A multimodal AI model processes and generates more than one type of data — for example, combining text, images, video, and audio within a single system. Unlike models that handle only text or only images, multimodal models can take a video clip as input and produce a text description, or take a text prompt and generate an image.

How does Perceptron Mk1’s pricing compare to GPT-5 and Claude Sonnet 4.5?

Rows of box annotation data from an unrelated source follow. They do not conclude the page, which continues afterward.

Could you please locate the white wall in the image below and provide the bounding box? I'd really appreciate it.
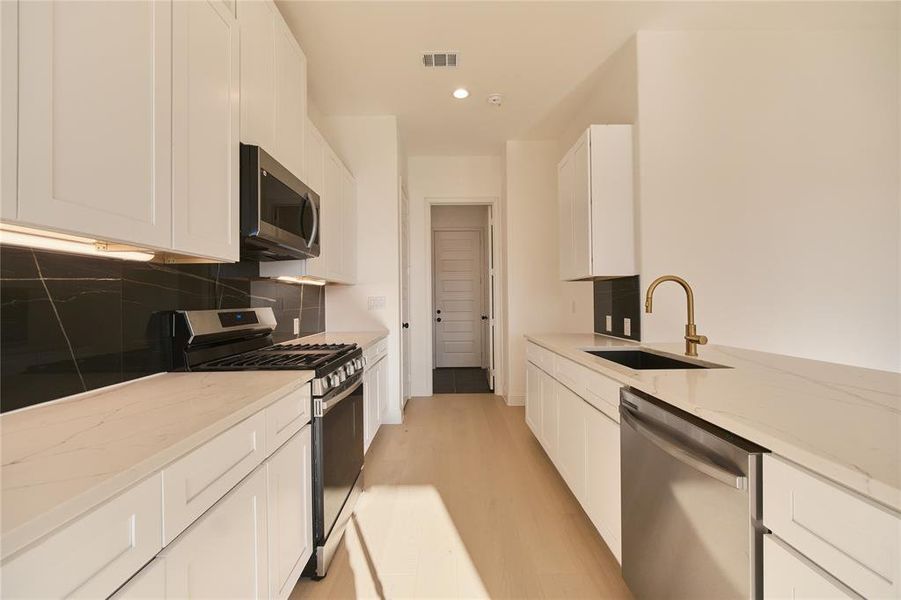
[638,30,901,370]
[407,156,506,396]
[506,141,594,404]
[318,116,403,423]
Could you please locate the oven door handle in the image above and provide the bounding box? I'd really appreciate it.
[313,377,363,417]
[619,404,748,490]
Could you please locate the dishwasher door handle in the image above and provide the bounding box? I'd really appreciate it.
[619,405,748,490]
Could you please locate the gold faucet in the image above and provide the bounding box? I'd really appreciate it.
[644,275,707,356]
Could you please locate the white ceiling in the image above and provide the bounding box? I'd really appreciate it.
[278,0,899,155]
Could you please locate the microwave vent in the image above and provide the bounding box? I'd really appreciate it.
[422,52,457,68]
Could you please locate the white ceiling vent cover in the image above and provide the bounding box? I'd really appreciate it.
[422,52,457,68]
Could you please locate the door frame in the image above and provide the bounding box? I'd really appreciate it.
[430,227,491,369]
[423,196,507,399]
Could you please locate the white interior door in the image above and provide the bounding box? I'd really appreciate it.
[433,229,482,368]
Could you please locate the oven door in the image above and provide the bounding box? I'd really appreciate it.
[313,374,363,545]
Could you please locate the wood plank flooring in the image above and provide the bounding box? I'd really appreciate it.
[291,394,631,600]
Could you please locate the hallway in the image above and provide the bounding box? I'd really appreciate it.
[292,394,629,599]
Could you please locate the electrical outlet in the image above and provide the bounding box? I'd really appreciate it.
[367,296,385,310]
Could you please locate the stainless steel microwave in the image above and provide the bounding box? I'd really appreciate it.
[241,144,320,261]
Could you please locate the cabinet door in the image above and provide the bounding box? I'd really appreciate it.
[320,148,344,282]
[304,119,330,279]
[583,404,622,562]
[111,558,167,600]
[161,467,269,600]
[540,371,559,463]
[341,168,357,283]
[526,362,541,438]
[557,384,587,504]
[274,18,307,179]
[557,151,574,280]
[363,366,378,453]
[570,131,591,279]
[266,425,313,600]
[172,0,240,261]
[17,1,172,248]
[237,0,281,152]
[763,535,858,600]
[373,358,388,422]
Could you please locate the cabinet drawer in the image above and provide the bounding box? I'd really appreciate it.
[163,411,266,544]
[0,474,163,598]
[266,384,313,456]
[763,454,901,598]
[763,535,859,600]
[554,355,622,423]
[526,342,554,375]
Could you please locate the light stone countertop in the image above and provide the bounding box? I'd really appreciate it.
[526,334,901,512]
[0,371,313,558]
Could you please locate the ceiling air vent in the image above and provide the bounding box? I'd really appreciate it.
[422,52,457,67]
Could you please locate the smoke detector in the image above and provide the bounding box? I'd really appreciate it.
[422,52,457,68]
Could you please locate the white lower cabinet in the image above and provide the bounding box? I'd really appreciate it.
[556,383,589,505]
[113,557,166,600]
[266,425,313,600]
[363,357,388,452]
[538,371,559,464]
[526,362,541,437]
[526,347,622,562]
[763,535,859,600]
[582,404,622,562]
[0,473,162,598]
[160,466,269,600]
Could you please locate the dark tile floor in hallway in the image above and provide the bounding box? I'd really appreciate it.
[432,367,491,394]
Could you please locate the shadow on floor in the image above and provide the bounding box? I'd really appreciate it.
[432,367,491,394]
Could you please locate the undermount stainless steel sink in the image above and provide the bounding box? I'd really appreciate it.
[585,350,729,371]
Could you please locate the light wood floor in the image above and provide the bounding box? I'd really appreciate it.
[291,394,630,600]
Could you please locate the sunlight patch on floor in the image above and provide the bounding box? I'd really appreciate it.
[332,486,489,598]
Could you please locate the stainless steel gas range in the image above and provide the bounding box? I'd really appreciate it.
[172,308,364,578]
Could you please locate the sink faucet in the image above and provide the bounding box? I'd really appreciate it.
[644,275,707,356]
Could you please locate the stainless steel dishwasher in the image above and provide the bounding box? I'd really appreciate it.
[620,388,766,600]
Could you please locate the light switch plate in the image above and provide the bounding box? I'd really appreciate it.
[367,296,385,310]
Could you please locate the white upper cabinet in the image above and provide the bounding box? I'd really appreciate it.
[272,15,307,179]
[15,1,173,248]
[237,0,307,180]
[557,125,637,280]
[172,1,240,261]
[237,0,281,153]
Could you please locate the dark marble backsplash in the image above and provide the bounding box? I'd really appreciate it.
[0,246,325,412]
[594,275,641,340]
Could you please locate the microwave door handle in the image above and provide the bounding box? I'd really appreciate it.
[306,196,319,248]
[619,404,748,490]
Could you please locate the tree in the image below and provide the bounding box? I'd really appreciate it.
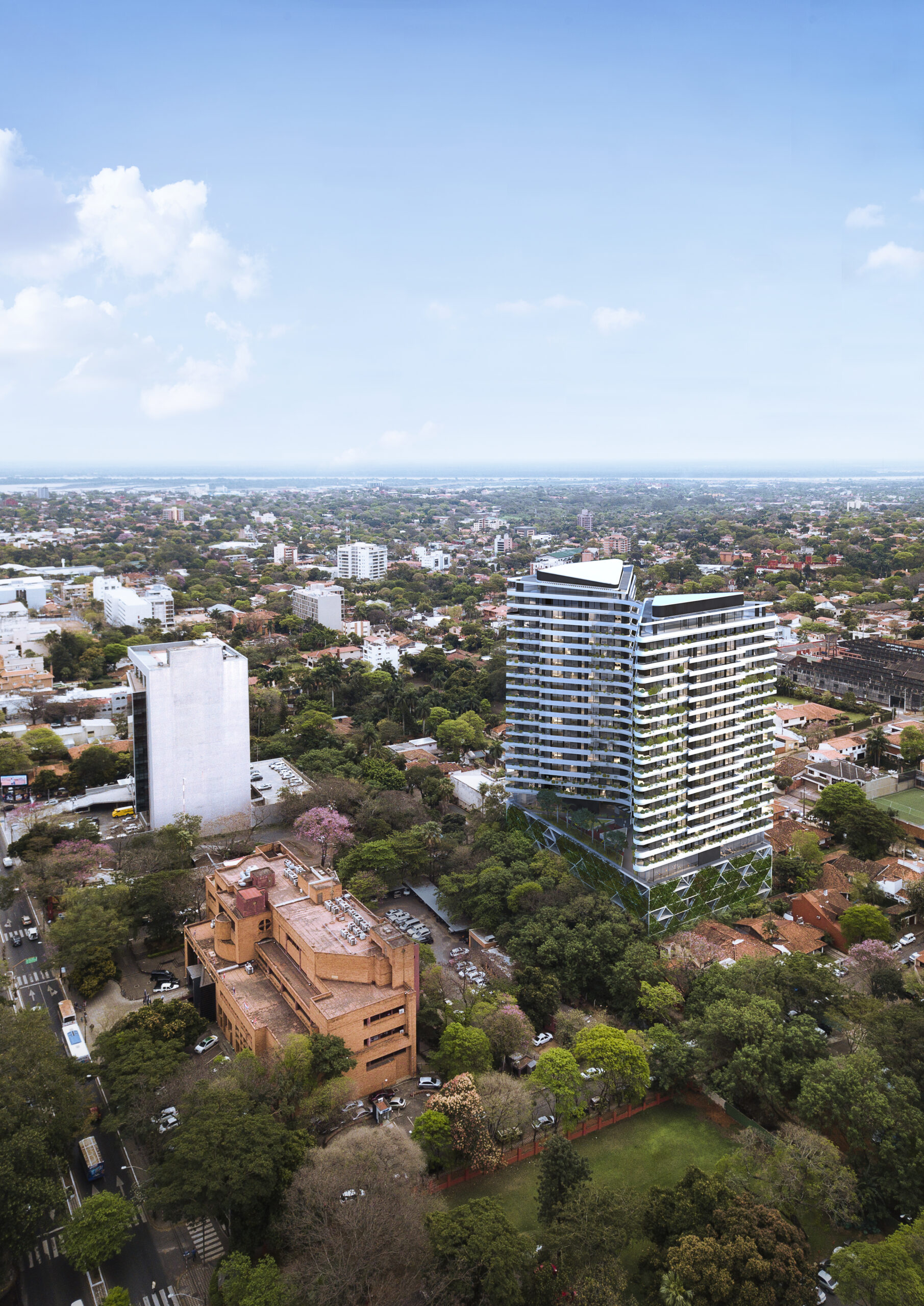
[477,1002,536,1068]
[430,1075,502,1171]
[218,1251,290,1306]
[898,726,924,770]
[574,1024,651,1103]
[724,1123,856,1226]
[60,1192,136,1275]
[423,1198,527,1306]
[516,966,562,1029]
[410,1112,452,1170]
[0,1004,86,1273]
[277,1129,437,1306]
[639,980,684,1024]
[536,1134,591,1225]
[529,1047,584,1134]
[831,1216,924,1306]
[814,780,868,839]
[434,1021,491,1079]
[838,902,893,944]
[293,807,356,866]
[847,939,901,989]
[149,1080,305,1246]
[666,1194,818,1306]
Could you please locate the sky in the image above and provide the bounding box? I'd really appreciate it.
[0,0,924,474]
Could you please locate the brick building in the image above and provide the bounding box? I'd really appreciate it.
[186,844,419,1094]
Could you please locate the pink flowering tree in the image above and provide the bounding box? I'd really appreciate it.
[428,1075,503,1173]
[847,939,901,989]
[293,807,356,866]
[475,1002,536,1068]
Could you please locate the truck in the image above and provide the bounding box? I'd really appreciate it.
[77,1134,106,1183]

According to VentureBeat, Mk1 is priced at $0.15 per million input tokens and $1.50 per million output tokens — approximately 80–90% less than Anthropic’s Claude Sonnet 4.5, OpenAI’s GPT-5, and Google’s Gemini 3.1 Pro. The comparison is based on API pricing at launch and may change as rival models update their pricing tiers.

What makes Thinking Machines’ interaction models different from standard AI chat?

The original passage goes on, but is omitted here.